Polisi Gagalkan Pelajar Siap Tawuran Berkedok ”Silaturahmi” di Kota Tangerang
Polisi menangkap 70 pelajar dari berbagai sekolah yang hendak tawuran di Kota Tangerang, Banten.
Oleh
FRANSISKUS WISNU WARDHANA DANY
·3 menit baca
TANGERANG, KOMPAS — Sekelompok pelajar yang terdiri atas 70 siswa bersiap tawuran di Kota Tangerang, Banten, tetapi berhasil digagalkan polisi sebelum tawuran terjadi. Mereka berasal dari beberapa sekolah.
Sebanyak 36 pelajar berasal dari tiga sekolah menengah kejuruan dan madrasah aliyah di Kota Tangerang, sedangkan 34 pelajar lainnya dari sekolah menengah kejuruan di Jakarta. ”Mereka ketemuan katanya untuk silaturahmi, tapi sebenarnya mau tawuran dengan pelajar dari sekolah menengah atas lainnya,” ujar Kasubag Humas Polres Metro Tangerang Kota Komisaris Abdul Rachim, Selasa (31/8/2021).

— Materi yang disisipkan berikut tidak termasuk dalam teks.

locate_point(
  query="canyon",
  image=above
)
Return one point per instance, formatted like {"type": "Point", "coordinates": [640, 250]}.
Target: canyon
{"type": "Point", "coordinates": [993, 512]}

Kejadian bermula Senin (30/8/2021) malam ketika patroli dari Polsek Batu Ceper membubarkan kongko-kongko pelajar di Kebon Besar. Namun, mereka tidak kembali ke rumah masing-masing, melainkan hanya meninggalkan lokasi menuju Tanah Tinggi sebelum berkumpul di Skate Park, Babakan.
Polsek Tangerang yang menerima informasi itu bergegas menyisir Jalan Daan Mogot hingga mendapati mereka di Skate Park. Dalam pemeriksaan, sejumlah pelajar kedapatan membawa celurit, bendera kelompoknya, dan cat semprot.

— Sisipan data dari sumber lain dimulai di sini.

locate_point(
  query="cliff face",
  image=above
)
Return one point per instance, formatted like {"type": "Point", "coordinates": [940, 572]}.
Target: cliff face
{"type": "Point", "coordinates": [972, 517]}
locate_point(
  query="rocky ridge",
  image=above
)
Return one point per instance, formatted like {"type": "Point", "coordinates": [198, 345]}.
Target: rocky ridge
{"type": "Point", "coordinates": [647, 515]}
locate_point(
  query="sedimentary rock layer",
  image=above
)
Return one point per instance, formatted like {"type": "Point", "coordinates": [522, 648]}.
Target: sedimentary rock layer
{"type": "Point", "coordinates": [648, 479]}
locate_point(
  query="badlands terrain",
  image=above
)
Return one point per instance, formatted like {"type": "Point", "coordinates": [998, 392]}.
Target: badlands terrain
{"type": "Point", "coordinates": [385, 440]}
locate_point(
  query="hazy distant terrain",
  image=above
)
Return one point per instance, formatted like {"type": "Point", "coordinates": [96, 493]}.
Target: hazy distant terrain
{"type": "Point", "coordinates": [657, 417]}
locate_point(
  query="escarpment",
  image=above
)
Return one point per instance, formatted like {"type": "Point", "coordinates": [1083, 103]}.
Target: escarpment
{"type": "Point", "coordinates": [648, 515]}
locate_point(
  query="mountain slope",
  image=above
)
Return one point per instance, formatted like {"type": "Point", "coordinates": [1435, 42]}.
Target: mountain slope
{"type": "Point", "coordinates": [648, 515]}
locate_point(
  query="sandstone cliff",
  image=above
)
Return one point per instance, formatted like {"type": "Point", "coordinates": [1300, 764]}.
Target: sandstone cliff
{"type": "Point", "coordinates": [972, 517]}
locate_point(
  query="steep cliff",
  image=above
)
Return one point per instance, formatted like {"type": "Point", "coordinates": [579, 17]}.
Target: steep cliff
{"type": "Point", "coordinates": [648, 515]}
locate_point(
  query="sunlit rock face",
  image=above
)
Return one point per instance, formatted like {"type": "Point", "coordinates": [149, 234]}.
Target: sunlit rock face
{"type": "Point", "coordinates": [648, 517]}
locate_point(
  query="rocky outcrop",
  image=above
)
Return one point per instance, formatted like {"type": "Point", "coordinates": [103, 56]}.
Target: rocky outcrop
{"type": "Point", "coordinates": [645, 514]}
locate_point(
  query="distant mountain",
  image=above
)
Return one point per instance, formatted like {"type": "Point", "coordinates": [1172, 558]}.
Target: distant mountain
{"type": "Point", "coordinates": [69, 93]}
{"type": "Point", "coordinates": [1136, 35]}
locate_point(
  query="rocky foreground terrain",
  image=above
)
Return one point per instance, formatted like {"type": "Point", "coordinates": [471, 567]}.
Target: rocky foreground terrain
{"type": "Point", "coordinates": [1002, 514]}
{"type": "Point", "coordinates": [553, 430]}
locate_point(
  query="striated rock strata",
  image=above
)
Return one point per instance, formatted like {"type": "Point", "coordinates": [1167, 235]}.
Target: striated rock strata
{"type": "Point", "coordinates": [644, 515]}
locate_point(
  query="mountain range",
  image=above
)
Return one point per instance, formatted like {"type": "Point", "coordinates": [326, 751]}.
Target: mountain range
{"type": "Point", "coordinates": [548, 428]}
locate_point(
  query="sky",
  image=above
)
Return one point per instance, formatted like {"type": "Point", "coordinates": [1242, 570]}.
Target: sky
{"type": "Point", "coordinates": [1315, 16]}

Remaja berinisial I, salah satu pelajar dari Jakarta, menuturkan, kelompoknya bertemu pelajar dari Kota Tangerang sepulang sekolah tatap muka. Mereka bertemu di Kalideres, Jakarta Barat, sebelum menuju ke Kota Tangerang untuk tawuran dengan pelajar dari sekolah lain.

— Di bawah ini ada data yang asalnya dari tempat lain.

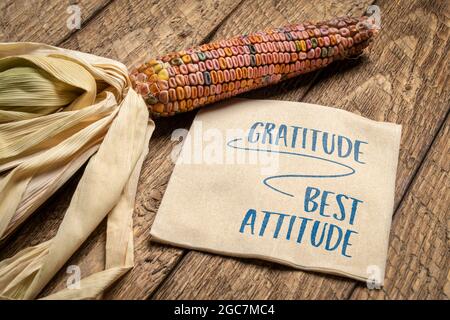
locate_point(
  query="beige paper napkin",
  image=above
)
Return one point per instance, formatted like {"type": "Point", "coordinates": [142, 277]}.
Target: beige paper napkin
{"type": "Point", "coordinates": [304, 185]}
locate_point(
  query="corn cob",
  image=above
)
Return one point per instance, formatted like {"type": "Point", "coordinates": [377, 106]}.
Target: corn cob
{"type": "Point", "coordinates": [185, 80]}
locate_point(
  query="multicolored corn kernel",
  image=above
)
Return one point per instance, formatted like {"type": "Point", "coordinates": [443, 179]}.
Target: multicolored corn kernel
{"type": "Point", "coordinates": [189, 79]}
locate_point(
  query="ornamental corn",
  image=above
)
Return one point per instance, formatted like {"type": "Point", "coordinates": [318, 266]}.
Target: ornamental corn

”Kami berkumpul di Skate Park karena infonya mau tawuran. Ada yang bawa celurit dan bagi-bagi ke pelajar lain,” katanya.
Kejadian di atas bukan satu-satunya tawuran di tengah pembatasan aktivitas di ”Kota Benteng”. Sebelumnya, Polres Metro Tangerang Kota menangkap AY (23) dan MS (17) yang terlibat tawuran di Karawaci, Rabu (11/8/2021). Dalam tawuran itu, beberapa jari JA (18) dan telapak tangan kanan AA (22) putus.
Kapolres Metro Tangerang Kota Komisaris Besar Deonijiu de Fatima menyebutkan, polisi memeriksa 17 orang dari kelompok yang terlibat tawuran sebelum menetapkan AY dan MS sebagai tersangka. Barang bukti yang didapatkan, antara lain, celurit sepanjang 1,5 meter, 2 samurai, dan 1 tongkat pemukul golf. ”Mereka janjian untuk tawuran melalui aplikasi Instagram,” ucapnya.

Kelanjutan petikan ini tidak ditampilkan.